As the Senate Select Intelligence Committee edges slowly towards releasing its long awaited report on the CIA treatment of detainees in US custody over the summer, the publication of the Zelikow memo is a timely reminder of how much there is still to learn about the CIA’s use of enhanced interrogation techniques.
There has been a vigorous debate amongst the principals of the Intelligence Committee concerning the degree to which the Committee should make its findings public. The Committee is apparently leaning towards only a very limited disclosure of key recommendations.
This would be a terrible mistake. It is vital that this report be published in as detailed a form as possible.
Only a few months ago we had to mobilize to prevent an amendment to reintroduce enhanced interrogation techniques, sponsored by Senator Kelly Ayotte (R-NH), from being attached to the National Defense Authorization Act 2012.
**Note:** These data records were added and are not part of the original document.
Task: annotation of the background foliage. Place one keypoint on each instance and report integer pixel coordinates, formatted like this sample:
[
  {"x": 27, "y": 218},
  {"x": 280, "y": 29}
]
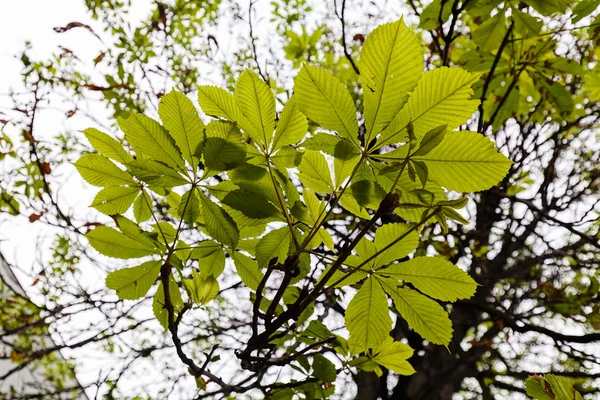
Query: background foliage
[{"x": 533, "y": 245}]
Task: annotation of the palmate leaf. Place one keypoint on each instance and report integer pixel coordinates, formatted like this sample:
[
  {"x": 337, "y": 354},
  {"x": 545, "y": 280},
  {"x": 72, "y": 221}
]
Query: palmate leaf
[
  {"x": 217, "y": 102},
  {"x": 218, "y": 223},
  {"x": 247, "y": 270},
  {"x": 423, "y": 314},
  {"x": 150, "y": 140},
  {"x": 257, "y": 103},
  {"x": 181, "y": 119},
  {"x": 274, "y": 245},
  {"x": 98, "y": 170},
  {"x": 156, "y": 174},
  {"x": 142, "y": 207},
  {"x": 435, "y": 277},
  {"x": 314, "y": 172},
  {"x": 133, "y": 283},
  {"x": 466, "y": 162},
  {"x": 394, "y": 356},
  {"x": 250, "y": 204},
  {"x": 224, "y": 148},
  {"x": 325, "y": 100},
  {"x": 385, "y": 237},
  {"x": 115, "y": 244},
  {"x": 211, "y": 259},
  {"x": 391, "y": 63},
  {"x": 107, "y": 146},
  {"x": 367, "y": 316},
  {"x": 291, "y": 127},
  {"x": 201, "y": 288},
  {"x": 115, "y": 200},
  {"x": 489, "y": 35},
  {"x": 442, "y": 97}
]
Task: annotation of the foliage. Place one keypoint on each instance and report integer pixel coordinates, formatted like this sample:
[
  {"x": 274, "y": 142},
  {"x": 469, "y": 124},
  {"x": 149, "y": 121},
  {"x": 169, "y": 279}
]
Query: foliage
[{"x": 305, "y": 230}]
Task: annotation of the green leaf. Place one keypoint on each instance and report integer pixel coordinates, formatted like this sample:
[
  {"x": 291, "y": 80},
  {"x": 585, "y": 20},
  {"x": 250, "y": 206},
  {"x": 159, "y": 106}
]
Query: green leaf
[
  {"x": 325, "y": 100},
  {"x": 113, "y": 243},
  {"x": 202, "y": 288},
  {"x": 210, "y": 256},
  {"x": 385, "y": 237},
  {"x": 150, "y": 140},
  {"x": 181, "y": 119},
  {"x": 98, "y": 170},
  {"x": 314, "y": 172},
  {"x": 466, "y": 162},
  {"x": 346, "y": 156},
  {"x": 256, "y": 101},
  {"x": 156, "y": 174},
  {"x": 526, "y": 24},
  {"x": 274, "y": 245},
  {"x": 250, "y": 204},
  {"x": 223, "y": 149},
  {"x": 322, "y": 141},
  {"x": 323, "y": 369},
  {"x": 367, "y": 316},
  {"x": 286, "y": 157},
  {"x": 431, "y": 140},
  {"x": 489, "y": 35},
  {"x": 547, "y": 7},
  {"x": 394, "y": 355},
  {"x": 133, "y": 283},
  {"x": 107, "y": 146},
  {"x": 424, "y": 315},
  {"x": 247, "y": 269},
  {"x": 142, "y": 210},
  {"x": 254, "y": 179},
  {"x": 391, "y": 63},
  {"x": 442, "y": 97},
  {"x": 217, "y": 102},
  {"x": 115, "y": 200},
  {"x": 367, "y": 193},
  {"x": 158, "y": 305},
  {"x": 218, "y": 223},
  {"x": 291, "y": 127},
  {"x": 189, "y": 208},
  {"x": 435, "y": 277}
]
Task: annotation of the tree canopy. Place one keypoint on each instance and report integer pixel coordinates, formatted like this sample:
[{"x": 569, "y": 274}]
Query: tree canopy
[{"x": 307, "y": 200}]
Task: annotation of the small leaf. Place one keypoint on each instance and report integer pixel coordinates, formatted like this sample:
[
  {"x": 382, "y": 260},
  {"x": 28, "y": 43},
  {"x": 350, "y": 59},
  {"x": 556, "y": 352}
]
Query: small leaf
[
  {"x": 325, "y": 100},
  {"x": 189, "y": 208},
  {"x": 115, "y": 200},
  {"x": 142, "y": 210},
  {"x": 367, "y": 316},
  {"x": 133, "y": 283},
  {"x": 156, "y": 174},
  {"x": 218, "y": 223},
  {"x": 274, "y": 245},
  {"x": 98, "y": 170},
  {"x": 247, "y": 269},
  {"x": 394, "y": 356},
  {"x": 291, "y": 127},
  {"x": 314, "y": 172},
  {"x": 435, "y": 277},
  {"x": 251, "y": 205},
  {"x": 113, "y": 243},
  {"x": 210, "y": 256},
  {"x": 158, "y": 305},
  {"x": 107, "y": 146},
  {"x": 181, "y": 119},
  {"x": 150, "y": 140},
  {"x": 257, "y": 104}
]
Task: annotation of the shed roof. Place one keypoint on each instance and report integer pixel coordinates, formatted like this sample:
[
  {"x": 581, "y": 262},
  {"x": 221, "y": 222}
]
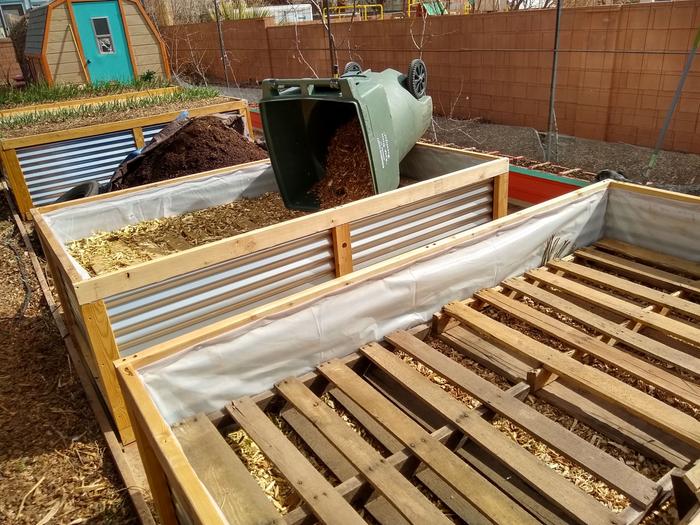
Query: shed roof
[{"x": 36, "y": 26}]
The debate surrounding Senator Ayotte’s proposed amendment was notable for the uninformed opinions, exaggerated claims and outright distortions it engendered. We need the facts. Indeed, we have an obligation to know what was done in our names. Only then can we start putting it right.
Supreme Court Justice Louis Brandeis famously remarked: “sunlight is the best disinfectant.” If there was ever a wound that needed disinfecting, it is the one left on the US body politic by the shameful practices employed in the CIA’s black sites.
The Senate Select intelligence Committee needs to let the sunlight in.